Roughly, it was political change alone, not economic change, which could have led to the end of slavery in America. The plantation system was, in fact, a fairly efficient system in the economic sense, and was not in danger of petering out on its own accord. Evidence on this point was laid out in technical detail in Fogel and Engerman’s “Time on the Cross”. In that text, evidence from an enormous number of sources is brought to bear on the value of a slave over time; McCloskey has called Fogel “a carpenter of history…measure, measure again, measure again.” The idea that the economic effects of history can be (and are) wildly different from the moral or political effects remains misunderstood; Melissa Dell’s wonderful paper on the Peruvian mita is a great example of a terrible social policy which nonetheless had positive long-run economic effects. As historians disdain “Whig history”, the idea that things improve as time marches on, economists ought disdain “Whig economics”, the idea that growth-inducing policies are somehow linked to moral ones.

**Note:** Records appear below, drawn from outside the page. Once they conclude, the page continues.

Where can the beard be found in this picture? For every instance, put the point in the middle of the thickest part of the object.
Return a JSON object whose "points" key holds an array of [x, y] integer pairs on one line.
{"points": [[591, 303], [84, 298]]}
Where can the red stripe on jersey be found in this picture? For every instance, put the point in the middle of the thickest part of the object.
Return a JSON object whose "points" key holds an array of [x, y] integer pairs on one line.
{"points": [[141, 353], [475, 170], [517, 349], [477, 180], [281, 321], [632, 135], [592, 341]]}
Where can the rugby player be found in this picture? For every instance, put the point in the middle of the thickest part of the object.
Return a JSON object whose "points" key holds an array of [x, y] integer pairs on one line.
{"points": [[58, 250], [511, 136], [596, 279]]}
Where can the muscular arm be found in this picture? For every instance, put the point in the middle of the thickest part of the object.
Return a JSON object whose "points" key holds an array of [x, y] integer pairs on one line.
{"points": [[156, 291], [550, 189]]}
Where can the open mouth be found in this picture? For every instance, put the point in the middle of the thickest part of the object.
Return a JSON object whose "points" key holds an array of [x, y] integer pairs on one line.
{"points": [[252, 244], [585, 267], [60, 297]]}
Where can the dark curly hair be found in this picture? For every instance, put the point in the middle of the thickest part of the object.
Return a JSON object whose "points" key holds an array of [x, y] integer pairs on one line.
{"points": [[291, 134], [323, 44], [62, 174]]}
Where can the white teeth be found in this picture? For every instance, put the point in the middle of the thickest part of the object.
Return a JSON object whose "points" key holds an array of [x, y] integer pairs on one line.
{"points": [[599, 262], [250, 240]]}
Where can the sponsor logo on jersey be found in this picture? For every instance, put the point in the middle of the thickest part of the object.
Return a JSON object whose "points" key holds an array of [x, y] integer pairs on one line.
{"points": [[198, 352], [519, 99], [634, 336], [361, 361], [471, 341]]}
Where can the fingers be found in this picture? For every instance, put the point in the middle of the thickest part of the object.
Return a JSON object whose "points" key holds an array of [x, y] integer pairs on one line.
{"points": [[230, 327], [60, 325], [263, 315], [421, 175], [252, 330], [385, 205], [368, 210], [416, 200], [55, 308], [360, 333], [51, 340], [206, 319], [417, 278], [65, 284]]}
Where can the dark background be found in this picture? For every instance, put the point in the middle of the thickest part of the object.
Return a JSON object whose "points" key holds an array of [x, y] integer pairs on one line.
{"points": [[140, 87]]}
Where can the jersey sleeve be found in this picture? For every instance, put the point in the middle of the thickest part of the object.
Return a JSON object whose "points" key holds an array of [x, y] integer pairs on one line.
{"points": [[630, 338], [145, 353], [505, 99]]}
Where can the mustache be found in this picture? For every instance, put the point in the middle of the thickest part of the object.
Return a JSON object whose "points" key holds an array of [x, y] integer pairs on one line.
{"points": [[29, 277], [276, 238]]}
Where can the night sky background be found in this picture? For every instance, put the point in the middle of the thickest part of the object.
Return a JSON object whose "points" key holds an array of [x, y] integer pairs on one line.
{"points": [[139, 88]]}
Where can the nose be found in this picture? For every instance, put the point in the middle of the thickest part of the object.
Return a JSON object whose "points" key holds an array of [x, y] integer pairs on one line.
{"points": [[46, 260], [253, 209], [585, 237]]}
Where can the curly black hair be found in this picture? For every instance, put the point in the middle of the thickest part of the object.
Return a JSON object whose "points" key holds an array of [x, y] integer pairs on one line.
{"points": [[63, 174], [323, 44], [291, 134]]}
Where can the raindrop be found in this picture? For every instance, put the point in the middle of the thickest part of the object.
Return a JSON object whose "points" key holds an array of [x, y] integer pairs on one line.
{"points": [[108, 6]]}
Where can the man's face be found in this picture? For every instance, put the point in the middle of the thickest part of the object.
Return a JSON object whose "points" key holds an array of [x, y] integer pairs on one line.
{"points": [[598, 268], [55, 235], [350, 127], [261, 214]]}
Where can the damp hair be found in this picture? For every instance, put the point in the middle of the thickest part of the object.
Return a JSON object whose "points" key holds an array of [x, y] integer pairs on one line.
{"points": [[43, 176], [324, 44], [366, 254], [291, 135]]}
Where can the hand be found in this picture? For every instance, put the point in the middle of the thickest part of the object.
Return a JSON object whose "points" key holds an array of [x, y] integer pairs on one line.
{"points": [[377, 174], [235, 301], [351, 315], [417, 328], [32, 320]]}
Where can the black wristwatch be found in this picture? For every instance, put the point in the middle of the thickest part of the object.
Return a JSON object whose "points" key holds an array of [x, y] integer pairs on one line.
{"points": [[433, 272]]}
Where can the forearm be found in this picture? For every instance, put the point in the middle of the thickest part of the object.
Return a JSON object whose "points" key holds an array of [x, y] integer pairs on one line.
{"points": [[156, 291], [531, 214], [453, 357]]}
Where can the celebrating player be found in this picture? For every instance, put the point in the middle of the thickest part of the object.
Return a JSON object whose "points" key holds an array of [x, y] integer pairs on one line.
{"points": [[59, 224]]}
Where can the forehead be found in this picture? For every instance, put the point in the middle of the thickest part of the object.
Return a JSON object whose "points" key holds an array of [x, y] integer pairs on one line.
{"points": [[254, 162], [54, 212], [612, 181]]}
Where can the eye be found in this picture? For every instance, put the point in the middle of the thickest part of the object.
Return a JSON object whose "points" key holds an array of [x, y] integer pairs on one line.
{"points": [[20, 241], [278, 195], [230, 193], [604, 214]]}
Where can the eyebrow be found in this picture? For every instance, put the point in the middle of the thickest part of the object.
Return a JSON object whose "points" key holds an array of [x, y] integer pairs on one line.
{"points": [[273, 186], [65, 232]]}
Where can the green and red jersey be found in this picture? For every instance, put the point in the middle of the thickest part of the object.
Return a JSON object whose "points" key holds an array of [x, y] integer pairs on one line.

There is much beyond the slavery research, of course. In one of the most famous papers in economic history, Fogel studied the contribution of the railroad to American economic growth (Google has this at only 86 citations; how is such a low number possible?). He notes that, as economists, we should care about the marginal benefit, not the absolute benefit, of the railroad. In the absence of rail, steamboats and canals were still possible (and would likely have been built in the midwest). He famously claims that the US would have reached its income in January 1890 by the end of March 1890 had there been no rail at all, a statement very much contrary to traditional historical thinking.
Fogel’s later life was largely devoted to his project on the importance of improved nutrition and its interaction with economic growth, particularly since the 1700s. If you’ve not seen these statistics, it is amazing just how short and skinny the average human was before the modern era. There has been an enormous debate over the relative role of nutrition, vis-a-vis technologies, knowledge like germ theory, or embodied or diffused knowledge, in the increased stature of man: Angus Deaton summarizes the literature nicely. In particular, my read is that the thesis whereby better nutrition causes a great rise in human incomes is on fairly shaky ground, though the debate is by no means settled.
Amazon has Without Consent or Contract for sale for under 15 bucks, well worth it. Some quick notes: Fogel was by no means a lone voice in cliometrics; for example, Conrad and Meyer in a 1958 JPE make very much the same point as Fogel concerning the economic success of slavery, using tools from capital theory in the argument. Concerning the railroad, modern work suggests Fogel may have understated its importance. Donaldson and Hornbeck, two of the best young economic historians in the world, use some developments in modern trade theory to argue that increased market access due to rail, measured as market access is capitalized into farmland, was far more important to GDP growth than Fogel suggested.